After making it through animal testing, the next step is to test the therapeutic in humans. There are 3 main phases in clinical trials for humans. Phase 1 studies typically enroll only a handful of patients—maybe 10 to 30—and may take days or weeks to complete, with the primary focus on safety and understanding how the drug is interacting with the human body.

“It may look safe in a mouse, but a mouse doesn’t always translate to a human,” she said.

About 70% of drugs pass from Phase 1 trials to Phase 2 trials, where more safety in more patients if the focus, this time in up to hundreds of patients. Phase 2 studies can take weeks or even years to be completed.
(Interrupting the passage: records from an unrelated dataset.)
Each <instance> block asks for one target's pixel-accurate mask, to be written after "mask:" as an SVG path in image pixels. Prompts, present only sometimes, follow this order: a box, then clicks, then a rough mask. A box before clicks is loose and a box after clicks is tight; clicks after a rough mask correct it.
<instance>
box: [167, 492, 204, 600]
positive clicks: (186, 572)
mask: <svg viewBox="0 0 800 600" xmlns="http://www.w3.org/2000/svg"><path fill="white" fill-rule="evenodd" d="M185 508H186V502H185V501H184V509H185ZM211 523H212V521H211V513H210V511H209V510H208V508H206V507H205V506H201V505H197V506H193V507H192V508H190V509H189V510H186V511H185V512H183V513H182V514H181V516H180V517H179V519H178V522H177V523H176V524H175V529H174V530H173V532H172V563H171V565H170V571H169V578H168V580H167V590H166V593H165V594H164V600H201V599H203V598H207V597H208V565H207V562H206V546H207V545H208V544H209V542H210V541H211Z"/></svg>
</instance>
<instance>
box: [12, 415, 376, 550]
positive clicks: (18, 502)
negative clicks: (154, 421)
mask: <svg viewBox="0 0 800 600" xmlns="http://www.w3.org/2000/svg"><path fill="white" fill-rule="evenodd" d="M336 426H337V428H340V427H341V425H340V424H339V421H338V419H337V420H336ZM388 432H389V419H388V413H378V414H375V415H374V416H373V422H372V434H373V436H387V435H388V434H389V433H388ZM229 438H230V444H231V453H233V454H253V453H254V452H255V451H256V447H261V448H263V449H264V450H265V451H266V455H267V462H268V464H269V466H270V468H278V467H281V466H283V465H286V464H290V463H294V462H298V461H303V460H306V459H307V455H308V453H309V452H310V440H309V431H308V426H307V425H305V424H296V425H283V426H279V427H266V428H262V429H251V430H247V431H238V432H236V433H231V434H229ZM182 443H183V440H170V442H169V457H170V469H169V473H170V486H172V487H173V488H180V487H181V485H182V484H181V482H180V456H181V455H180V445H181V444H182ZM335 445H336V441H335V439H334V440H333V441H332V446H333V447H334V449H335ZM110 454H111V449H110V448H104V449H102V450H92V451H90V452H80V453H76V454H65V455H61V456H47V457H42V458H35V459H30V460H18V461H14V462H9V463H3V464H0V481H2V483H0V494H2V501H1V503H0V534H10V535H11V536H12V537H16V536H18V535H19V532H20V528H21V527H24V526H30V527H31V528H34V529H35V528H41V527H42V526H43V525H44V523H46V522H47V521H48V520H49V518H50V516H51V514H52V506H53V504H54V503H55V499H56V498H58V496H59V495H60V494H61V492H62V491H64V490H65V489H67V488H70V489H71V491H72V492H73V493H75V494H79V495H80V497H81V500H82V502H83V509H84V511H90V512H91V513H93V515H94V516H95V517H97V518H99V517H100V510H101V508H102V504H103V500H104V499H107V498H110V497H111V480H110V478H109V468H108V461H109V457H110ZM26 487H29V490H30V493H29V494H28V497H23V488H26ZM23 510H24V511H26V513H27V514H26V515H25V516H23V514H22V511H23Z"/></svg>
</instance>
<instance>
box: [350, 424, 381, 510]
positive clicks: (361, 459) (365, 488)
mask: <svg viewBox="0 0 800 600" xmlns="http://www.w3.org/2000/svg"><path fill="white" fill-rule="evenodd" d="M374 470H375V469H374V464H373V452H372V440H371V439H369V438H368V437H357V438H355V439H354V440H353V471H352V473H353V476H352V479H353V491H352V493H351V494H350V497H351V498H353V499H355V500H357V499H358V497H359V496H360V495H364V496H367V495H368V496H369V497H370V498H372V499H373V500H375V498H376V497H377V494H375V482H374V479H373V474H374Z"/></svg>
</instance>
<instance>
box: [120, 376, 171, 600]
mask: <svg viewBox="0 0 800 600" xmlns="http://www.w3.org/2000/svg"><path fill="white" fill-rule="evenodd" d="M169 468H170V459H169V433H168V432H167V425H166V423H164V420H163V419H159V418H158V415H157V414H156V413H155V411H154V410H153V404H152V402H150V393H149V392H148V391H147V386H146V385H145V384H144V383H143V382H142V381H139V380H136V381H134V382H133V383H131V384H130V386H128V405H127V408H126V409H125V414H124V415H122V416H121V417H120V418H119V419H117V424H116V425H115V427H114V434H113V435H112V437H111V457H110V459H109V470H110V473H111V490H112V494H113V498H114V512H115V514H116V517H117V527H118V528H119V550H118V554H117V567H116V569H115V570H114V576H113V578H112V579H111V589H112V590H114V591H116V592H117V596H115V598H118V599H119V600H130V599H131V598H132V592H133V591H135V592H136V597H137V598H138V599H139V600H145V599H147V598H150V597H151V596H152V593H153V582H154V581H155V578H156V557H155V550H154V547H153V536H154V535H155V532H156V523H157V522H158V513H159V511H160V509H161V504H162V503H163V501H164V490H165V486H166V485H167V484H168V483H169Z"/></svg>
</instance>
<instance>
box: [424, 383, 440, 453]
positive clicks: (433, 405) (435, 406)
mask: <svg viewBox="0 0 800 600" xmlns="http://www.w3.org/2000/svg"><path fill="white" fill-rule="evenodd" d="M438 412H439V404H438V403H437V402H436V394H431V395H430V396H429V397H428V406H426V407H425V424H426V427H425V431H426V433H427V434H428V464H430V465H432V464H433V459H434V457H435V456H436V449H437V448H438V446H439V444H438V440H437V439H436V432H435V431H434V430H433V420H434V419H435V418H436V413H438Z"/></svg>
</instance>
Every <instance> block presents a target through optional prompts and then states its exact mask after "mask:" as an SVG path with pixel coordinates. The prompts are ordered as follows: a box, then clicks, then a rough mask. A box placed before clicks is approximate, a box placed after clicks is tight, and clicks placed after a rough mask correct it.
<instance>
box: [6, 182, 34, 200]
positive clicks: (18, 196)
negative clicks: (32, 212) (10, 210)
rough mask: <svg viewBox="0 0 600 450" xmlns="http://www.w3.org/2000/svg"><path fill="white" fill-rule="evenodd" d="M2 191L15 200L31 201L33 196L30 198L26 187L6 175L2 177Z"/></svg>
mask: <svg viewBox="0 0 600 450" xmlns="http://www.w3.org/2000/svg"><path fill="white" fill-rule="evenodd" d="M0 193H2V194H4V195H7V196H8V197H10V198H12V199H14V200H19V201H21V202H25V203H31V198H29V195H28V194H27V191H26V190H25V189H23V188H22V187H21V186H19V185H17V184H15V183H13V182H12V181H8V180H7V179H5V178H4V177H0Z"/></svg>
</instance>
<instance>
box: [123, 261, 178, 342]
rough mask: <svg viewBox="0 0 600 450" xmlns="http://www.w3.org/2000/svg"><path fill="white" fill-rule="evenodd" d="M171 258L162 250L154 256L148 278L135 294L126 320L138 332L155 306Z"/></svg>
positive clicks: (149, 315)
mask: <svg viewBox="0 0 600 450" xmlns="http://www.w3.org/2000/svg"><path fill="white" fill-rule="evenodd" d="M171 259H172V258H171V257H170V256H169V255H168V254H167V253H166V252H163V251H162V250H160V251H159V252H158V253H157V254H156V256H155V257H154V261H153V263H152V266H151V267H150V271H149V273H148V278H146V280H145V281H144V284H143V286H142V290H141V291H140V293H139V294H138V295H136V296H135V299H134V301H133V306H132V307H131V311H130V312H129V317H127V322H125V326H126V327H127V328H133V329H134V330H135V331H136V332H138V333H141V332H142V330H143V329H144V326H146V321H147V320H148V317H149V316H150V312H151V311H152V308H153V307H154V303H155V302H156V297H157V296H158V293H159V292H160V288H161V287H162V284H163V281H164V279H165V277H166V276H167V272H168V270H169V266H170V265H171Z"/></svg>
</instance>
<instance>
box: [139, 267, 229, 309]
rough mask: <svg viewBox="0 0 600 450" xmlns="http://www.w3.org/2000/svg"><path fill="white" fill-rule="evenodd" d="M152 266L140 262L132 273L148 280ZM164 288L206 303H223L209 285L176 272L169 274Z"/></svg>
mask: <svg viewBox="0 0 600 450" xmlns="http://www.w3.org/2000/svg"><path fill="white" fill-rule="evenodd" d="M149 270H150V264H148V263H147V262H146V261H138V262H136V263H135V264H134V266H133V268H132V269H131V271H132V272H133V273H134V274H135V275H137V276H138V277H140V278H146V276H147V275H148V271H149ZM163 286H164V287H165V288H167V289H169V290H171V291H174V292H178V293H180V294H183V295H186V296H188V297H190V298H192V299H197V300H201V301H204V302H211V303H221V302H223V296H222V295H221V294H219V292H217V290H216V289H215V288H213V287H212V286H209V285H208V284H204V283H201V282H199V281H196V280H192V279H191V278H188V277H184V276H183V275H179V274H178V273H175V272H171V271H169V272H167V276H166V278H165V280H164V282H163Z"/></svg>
“In addition to expanding our knowledge on the safety, we’re looking for the first time to see does this drug really work,” Mrs. Longpre said. “So, from this point, maybe about 25% of drugs move into Phase 3.

Phase 3 trials typically enroll hundred to thousands of patients and look to confirm the findings from Phase 2 as well as ask what they can learn from previous trials, such as dosage or patient populations.

“We take all those learnings from Phase 2, bring them to Phase 3, and try to confirm our understanding of the safety and whether the drug works or what has efficacy.”

Phase 3 trials can last several years and only about 20% of drugs will make it past this stage. Mrs. Longpre said that when you include all the drugs that move through the process, only about 5% make it to market from when you first started in animals, and costs around 2.6 billion to develop a new drug.

As for the timeline of clinical trials, it can take about 10 to 15 years.